BACKGROUND: Prognostic factors of long-term survival can guide selection of patients for endovascular repair of abdominal aortic aneurysms (EVAR). The aim of this study was to evaluate the relationship between the neutrophil-to-lymphocyte ratio (NLR), the platelet-to-lymphocyte ratio (PLR), the lymphocyte-to-monocyte ratio (LMR) and the systemic immune-inflammation index (SIII) with survival after EVAR and to assess whether the addition of these biomarkers improved the prediction of survival after surgery. METHODS: Retrospective analysis of 284 consecutive patients who underwent an EVAR at a single institution.

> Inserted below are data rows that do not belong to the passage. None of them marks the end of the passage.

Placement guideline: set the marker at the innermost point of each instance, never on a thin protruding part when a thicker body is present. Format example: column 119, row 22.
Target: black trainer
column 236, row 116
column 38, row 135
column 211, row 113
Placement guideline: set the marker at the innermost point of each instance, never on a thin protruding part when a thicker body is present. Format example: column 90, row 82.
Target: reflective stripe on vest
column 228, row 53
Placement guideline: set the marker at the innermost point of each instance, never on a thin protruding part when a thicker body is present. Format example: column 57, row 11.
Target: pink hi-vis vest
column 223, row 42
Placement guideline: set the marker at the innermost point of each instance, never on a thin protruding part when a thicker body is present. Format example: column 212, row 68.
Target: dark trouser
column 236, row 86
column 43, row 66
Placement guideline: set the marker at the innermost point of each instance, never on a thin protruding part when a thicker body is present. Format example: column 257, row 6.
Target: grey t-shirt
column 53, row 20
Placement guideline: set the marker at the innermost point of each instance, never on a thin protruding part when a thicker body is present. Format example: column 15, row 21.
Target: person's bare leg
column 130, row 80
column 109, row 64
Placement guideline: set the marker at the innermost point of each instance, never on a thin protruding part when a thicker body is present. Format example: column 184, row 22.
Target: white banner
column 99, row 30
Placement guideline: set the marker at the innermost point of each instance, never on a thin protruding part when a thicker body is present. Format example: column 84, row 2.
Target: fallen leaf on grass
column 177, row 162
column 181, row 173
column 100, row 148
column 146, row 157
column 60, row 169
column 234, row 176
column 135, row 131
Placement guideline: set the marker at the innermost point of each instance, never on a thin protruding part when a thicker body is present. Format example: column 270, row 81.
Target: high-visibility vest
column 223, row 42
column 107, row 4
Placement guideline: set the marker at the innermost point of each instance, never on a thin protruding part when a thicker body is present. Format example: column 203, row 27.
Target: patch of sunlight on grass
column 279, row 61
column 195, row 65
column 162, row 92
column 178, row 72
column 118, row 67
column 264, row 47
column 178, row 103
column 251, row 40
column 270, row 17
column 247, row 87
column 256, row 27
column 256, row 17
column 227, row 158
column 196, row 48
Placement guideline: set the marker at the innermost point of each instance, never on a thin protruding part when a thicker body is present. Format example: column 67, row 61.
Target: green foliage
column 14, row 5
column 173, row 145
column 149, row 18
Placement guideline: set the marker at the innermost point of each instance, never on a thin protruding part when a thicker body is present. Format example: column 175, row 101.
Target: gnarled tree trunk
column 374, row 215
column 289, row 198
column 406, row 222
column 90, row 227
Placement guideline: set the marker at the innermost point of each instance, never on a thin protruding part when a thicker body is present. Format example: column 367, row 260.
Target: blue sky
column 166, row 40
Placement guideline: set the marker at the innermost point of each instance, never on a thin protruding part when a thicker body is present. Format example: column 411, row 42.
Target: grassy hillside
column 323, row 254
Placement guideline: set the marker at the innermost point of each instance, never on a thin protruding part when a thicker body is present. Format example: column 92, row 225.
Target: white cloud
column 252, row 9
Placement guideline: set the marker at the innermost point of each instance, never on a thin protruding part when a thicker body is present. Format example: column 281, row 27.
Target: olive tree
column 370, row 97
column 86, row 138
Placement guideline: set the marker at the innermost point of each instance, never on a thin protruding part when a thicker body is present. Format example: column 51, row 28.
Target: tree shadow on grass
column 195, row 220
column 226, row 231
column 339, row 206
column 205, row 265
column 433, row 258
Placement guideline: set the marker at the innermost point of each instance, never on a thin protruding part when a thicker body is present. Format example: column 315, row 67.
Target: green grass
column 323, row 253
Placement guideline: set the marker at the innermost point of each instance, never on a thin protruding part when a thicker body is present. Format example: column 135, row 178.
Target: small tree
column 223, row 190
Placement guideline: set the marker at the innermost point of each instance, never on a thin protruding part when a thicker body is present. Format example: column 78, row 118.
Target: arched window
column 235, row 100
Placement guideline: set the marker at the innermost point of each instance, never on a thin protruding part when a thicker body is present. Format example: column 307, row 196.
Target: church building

The association between biomarkers and survival was explored using generalized additive models with penalized smoothing splines and multivariate Cox models. C-statistics and continuous net reclassification indexes (c-NRI) were used to assess the improvement in prediction. RESULTS: Survival rates at 2 and 5 years were 83.9% and 66.2%, respectively. The predictive score of survival included hemoglobin (HR = 0.849, p = 0.004), statin intake (HR = 0.538, p = 0.004), atrial fibrillation (HR = 2.515, p < 0.001), heart failure (HR = 2.542, p = 0.017) and the non-revascularized coronary artery disease (HR = 2.163, p = 0.004). Spline analyses showed a linear relationship between survival and NLR, PLR, LMR and SII. After adjusting for the predictive score, there was an independent relationship between survival and NLR (HR = 1.072, p = 0.006), PLR (HR = 1.002, p = 0.014) and SII (HR = 1.000, p = 0.043). However, only the addition of NLR improved moderately the c-NRI. A NLR ≥ 3 was independently associated with lower survival rates at 2-years (HR 1.98; 95% CI 1.07-3.66) and 5-years (HR 1.84, 95% CI 1.22-2.78) of follow-up. CONCLUSIONS: Most inflammatory biomarkers are linear and independently associated with survival after EVAR, but only the NLR improved moderately the prediction of a survival score. Therefore, a NLR ≥ 3 may be used to identify patients with a low survival rate and help in decision-making.